- Must… avoid… blogging… about… politics.
- Alyson Hannigan is pregnant! No, my cute wittle Willow/Lily/Michelle can’t be a mother-to-be!
- Saw V: The Search For More Money is in theaters tomorrow. “You won’t believe how it ends”…. howabout just ending the franchise. No, because Saw VI is coming with a show on VH1 to determine a role in the movie. Will they ever let Jigsaw rot in peace? Have you heard the term “kicking a dead horse”?
- Paging Sarah Conner, Sarah Conner
- String tastes funny
- When cooking dinner, remember to buy food first. Yes, I was all ready to cook steak when I realized that I had not bought any steak. Ramen noodles anyone?
- Always, always check to see if there is any toilet paper before you use the bathroom, especially you women out there.

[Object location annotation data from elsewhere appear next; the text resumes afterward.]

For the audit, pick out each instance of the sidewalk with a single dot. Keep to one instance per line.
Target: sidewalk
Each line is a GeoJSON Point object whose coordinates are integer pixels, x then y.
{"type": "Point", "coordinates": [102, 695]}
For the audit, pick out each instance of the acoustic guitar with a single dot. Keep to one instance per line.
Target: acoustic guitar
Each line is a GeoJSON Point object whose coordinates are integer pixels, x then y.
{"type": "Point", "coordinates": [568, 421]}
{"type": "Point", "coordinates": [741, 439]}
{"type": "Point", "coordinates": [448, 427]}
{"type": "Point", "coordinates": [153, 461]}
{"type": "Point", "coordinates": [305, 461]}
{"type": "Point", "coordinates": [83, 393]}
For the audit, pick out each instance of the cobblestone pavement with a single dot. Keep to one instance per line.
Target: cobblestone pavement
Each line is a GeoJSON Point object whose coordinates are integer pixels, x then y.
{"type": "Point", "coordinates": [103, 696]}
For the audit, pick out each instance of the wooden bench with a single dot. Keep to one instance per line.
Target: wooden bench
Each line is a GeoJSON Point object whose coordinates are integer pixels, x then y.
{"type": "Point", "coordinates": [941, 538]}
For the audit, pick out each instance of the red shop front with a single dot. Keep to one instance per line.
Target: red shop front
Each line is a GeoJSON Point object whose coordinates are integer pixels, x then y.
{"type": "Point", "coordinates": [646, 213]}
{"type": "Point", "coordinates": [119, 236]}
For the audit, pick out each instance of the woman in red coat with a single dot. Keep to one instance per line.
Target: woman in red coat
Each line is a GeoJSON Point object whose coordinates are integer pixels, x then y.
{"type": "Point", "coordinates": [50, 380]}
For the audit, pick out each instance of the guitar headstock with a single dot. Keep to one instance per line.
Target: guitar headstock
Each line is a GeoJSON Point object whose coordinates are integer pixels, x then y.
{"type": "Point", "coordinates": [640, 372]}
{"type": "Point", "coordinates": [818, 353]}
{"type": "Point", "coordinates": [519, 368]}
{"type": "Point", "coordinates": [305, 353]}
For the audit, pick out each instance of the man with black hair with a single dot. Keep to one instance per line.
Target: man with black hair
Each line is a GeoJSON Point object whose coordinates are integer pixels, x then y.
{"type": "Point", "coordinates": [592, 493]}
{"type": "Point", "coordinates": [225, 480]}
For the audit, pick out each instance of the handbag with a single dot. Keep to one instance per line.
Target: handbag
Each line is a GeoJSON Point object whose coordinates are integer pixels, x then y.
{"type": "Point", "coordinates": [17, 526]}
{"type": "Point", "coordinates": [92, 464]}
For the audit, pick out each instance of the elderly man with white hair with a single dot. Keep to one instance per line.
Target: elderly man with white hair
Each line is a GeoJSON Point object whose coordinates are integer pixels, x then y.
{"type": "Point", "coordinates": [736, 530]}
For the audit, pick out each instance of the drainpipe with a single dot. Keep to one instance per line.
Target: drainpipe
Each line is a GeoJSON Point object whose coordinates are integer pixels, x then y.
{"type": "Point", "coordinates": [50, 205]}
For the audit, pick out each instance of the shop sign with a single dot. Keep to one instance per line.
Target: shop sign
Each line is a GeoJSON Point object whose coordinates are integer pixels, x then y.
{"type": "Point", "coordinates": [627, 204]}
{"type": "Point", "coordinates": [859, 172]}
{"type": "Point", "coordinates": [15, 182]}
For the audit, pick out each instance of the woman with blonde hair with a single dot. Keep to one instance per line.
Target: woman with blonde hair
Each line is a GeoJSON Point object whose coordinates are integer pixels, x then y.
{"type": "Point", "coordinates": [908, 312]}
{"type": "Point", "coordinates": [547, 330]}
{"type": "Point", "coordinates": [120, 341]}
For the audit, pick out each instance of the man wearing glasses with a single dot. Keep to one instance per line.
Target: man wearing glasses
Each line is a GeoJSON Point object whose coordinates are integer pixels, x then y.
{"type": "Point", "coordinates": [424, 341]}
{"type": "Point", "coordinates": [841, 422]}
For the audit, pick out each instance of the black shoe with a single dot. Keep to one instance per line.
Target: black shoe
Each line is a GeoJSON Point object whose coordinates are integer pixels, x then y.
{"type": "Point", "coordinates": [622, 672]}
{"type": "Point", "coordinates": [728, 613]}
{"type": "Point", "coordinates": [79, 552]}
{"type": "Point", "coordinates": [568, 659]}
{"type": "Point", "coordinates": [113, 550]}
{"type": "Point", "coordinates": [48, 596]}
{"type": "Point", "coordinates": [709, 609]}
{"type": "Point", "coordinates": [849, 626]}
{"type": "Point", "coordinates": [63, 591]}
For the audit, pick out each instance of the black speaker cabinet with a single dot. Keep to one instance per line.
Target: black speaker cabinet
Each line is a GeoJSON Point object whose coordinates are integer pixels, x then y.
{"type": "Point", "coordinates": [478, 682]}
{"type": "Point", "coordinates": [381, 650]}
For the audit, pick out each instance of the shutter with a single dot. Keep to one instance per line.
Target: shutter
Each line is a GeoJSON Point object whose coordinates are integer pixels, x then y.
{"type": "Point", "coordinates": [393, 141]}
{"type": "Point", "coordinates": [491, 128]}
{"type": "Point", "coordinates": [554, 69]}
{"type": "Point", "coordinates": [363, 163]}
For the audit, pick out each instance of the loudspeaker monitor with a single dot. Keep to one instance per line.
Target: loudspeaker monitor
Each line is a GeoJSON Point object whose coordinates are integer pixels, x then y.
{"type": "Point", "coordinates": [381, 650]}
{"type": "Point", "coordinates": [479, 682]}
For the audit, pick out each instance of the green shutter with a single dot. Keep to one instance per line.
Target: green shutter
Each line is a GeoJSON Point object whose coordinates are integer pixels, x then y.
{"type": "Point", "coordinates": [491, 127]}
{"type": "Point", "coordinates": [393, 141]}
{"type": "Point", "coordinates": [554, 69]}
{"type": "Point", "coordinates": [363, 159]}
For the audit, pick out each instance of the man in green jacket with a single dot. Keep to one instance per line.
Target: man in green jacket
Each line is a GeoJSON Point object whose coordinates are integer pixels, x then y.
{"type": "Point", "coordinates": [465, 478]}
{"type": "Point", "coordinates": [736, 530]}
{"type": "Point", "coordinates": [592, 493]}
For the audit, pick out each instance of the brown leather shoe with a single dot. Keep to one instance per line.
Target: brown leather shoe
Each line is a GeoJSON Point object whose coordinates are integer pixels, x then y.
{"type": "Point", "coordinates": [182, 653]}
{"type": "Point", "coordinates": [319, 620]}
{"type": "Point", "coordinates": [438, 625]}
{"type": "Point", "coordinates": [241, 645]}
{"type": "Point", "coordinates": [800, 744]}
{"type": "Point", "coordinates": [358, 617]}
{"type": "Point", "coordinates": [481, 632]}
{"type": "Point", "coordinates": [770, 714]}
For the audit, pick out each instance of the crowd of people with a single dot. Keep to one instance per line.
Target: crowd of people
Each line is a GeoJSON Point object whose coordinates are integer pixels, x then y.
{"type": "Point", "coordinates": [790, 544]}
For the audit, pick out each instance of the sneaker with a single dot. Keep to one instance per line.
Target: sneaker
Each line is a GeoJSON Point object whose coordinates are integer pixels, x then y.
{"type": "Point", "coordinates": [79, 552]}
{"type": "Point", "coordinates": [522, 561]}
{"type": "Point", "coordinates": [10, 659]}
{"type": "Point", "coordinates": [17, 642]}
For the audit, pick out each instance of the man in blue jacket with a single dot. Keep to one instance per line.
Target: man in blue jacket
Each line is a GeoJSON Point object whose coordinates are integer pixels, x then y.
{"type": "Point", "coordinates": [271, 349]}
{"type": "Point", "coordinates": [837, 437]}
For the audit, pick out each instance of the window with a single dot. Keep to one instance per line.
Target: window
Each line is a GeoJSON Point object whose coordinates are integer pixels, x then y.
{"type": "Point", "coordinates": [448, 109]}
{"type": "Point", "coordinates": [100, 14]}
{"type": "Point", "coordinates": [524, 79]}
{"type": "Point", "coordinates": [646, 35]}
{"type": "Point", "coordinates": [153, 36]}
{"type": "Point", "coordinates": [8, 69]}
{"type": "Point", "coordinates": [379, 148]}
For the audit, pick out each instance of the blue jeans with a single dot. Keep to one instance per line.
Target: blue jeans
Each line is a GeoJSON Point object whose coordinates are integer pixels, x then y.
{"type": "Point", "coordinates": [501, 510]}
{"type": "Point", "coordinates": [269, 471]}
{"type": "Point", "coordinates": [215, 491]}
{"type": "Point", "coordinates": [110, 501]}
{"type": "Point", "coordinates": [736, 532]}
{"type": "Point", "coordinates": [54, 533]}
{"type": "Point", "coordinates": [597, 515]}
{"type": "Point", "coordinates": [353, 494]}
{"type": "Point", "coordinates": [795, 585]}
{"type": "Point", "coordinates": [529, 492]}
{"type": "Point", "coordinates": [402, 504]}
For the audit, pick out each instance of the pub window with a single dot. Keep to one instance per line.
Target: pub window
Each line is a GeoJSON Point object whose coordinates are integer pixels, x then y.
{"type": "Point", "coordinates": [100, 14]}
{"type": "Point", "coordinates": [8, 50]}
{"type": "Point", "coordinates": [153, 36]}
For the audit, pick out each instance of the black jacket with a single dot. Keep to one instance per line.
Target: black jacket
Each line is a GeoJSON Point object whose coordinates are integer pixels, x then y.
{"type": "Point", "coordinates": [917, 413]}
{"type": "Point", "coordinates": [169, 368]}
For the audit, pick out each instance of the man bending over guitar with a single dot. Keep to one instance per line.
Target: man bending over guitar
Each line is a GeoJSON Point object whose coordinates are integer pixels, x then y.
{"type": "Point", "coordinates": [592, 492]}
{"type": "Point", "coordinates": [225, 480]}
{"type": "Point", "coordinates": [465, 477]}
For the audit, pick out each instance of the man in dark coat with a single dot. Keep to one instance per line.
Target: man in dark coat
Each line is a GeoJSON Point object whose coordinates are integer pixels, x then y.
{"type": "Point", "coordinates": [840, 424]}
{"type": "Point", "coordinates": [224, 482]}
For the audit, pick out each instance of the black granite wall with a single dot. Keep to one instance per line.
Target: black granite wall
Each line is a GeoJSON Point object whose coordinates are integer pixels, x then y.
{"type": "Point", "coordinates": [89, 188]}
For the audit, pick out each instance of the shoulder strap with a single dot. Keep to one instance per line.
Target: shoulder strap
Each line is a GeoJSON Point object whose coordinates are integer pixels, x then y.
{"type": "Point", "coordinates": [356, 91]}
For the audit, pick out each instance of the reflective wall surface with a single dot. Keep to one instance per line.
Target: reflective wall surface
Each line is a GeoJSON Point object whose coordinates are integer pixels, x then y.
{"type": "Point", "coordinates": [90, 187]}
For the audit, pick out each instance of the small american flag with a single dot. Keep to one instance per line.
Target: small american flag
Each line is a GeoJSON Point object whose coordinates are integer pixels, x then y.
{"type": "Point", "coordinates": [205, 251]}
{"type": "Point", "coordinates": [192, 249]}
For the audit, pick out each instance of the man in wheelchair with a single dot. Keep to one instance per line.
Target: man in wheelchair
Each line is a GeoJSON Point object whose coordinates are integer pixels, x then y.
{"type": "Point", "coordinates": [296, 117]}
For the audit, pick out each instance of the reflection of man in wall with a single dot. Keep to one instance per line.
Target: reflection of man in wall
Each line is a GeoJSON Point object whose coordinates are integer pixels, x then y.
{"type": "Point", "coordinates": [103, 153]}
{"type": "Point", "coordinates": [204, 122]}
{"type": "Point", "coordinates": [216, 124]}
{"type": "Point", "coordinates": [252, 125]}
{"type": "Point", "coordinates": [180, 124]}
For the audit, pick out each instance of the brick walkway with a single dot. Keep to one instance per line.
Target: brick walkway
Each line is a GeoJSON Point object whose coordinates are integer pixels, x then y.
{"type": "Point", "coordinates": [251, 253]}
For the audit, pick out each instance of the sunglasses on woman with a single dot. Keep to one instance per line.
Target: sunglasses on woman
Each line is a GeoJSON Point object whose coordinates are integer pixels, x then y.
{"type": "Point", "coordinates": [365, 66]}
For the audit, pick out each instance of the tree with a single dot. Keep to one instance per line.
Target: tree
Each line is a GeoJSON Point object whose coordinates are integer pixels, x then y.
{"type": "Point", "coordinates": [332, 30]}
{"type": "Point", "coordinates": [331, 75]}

- Living out in the middle of nowhere means there is no one to bother you, but it also means that it is a major road trip to the grocery store.
- Cars that run on gasoline require gas in the gas tank. When the arrow points to “E” and the “fill the freakin’ tank” light comes on, you should seek out a gas station quickly. You are lucky that it was me that found you by the road and that I had almost a gallon of gas in my lawnmower gas jug.
- Dead squirrels make great dog and cat chew toys. Unfortunately, dead squirrels freak out the women of the house when said dog/cat brings it in.